The Münster team achieved their breakthrough by using bicyclobutane, a highly reactive molecule, and a light-sensitive catalyst to trigger the chemical reaction. By employing light energy, they could insert nitrogen, oxygen, and carbon atoms into this reactive bicyclic molecule, creating a new type of 3D ring. By incorporating heteroatoms like nitrogen and oxygen, the team could create more complex, cage-like 3D rings, which could serve as stable alternatives to flat heteroaromatic rings in drug molecules.
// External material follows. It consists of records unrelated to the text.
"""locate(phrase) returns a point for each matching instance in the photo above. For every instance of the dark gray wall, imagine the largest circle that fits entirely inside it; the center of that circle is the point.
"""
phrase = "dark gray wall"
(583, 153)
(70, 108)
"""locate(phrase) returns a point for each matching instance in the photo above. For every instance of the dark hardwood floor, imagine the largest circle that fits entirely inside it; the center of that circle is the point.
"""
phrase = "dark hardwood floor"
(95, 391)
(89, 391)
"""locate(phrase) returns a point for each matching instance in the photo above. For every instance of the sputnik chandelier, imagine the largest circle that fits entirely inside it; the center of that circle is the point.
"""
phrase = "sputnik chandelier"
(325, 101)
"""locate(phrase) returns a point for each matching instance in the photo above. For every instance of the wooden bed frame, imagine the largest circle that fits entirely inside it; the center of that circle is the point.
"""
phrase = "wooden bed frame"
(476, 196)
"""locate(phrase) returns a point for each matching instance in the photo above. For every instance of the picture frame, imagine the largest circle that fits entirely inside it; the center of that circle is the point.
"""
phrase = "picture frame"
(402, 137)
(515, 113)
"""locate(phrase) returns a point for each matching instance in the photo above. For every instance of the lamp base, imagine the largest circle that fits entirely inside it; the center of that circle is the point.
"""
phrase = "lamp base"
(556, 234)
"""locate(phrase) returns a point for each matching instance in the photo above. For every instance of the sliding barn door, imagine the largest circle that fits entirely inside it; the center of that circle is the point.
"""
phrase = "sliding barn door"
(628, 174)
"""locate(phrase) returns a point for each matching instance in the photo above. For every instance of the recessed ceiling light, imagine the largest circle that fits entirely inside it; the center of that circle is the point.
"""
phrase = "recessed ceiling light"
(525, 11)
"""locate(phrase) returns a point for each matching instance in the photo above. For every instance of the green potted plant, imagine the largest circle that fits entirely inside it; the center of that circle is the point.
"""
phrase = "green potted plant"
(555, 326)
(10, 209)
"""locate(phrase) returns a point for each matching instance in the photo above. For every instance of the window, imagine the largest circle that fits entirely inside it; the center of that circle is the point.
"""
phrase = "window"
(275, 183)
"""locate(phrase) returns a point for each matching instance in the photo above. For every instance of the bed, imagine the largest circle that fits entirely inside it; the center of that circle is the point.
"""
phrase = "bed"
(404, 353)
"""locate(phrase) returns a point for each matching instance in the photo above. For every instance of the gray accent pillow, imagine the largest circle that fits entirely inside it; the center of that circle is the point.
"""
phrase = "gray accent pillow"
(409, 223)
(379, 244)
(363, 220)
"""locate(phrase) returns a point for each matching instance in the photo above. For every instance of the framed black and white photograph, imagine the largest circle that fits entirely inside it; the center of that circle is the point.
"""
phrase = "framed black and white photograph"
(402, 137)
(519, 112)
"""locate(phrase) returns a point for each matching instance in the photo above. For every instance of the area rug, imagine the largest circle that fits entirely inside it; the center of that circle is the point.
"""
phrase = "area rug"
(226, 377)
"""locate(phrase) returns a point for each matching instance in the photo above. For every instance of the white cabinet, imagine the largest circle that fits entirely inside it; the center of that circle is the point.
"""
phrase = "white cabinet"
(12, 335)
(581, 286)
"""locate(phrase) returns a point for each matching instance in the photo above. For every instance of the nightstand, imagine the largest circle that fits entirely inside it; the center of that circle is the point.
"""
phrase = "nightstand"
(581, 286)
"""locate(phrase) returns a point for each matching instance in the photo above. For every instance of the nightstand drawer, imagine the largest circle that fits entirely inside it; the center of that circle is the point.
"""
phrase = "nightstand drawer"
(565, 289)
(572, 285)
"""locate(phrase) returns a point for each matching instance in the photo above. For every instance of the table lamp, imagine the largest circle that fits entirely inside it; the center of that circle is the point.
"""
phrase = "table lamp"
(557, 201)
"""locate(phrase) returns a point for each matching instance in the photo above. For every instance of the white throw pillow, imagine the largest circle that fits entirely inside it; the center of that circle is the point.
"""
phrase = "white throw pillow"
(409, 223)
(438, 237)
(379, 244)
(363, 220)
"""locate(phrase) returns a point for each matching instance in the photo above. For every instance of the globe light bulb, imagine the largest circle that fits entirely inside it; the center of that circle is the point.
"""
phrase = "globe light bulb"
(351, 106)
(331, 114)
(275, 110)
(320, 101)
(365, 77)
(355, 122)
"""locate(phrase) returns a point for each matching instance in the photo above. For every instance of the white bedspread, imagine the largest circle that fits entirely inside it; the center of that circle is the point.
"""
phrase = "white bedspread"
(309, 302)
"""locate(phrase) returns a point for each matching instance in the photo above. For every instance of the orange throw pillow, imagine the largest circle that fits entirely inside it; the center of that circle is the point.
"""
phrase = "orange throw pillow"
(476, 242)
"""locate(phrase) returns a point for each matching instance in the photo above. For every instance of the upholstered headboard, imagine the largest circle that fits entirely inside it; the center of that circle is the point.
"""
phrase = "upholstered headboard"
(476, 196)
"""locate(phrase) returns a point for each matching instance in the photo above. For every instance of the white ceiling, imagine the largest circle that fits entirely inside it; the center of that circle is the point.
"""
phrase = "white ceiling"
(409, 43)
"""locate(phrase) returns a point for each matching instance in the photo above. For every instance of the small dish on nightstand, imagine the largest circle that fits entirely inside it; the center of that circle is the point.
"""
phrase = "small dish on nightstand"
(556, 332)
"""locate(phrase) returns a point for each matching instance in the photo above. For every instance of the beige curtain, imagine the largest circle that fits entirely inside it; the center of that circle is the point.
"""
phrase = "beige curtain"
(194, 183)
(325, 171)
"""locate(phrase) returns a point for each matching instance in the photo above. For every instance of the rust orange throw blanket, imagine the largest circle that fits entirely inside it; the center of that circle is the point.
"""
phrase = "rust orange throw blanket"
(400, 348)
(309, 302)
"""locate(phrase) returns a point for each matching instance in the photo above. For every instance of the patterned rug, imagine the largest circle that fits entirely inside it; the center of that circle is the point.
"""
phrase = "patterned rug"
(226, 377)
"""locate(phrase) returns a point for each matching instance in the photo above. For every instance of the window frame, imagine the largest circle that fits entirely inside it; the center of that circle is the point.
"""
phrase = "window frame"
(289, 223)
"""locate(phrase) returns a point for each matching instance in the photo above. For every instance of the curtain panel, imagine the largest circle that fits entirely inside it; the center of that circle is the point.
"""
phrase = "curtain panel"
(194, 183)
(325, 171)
“This is a significant development,” said Prof. Frank Glorius, “as the new rings offer a more stable structure that could potentially enhance drug efficacy.” Dr. Chetan Chintawar added, “These 3D molecules are versatile, stable, and can be easily modified, making them ideal for the creation of various other cyclic molecules.”
The team conducted both experimental and computational studies to understand the reaction mechanism. They suggest the process begins with a light-induced electron transfer from the excited catalyst to the reactants, forming the final 3D products. This discovery opens up new possibilities in drug development, particularly in creating more effective and stable medications.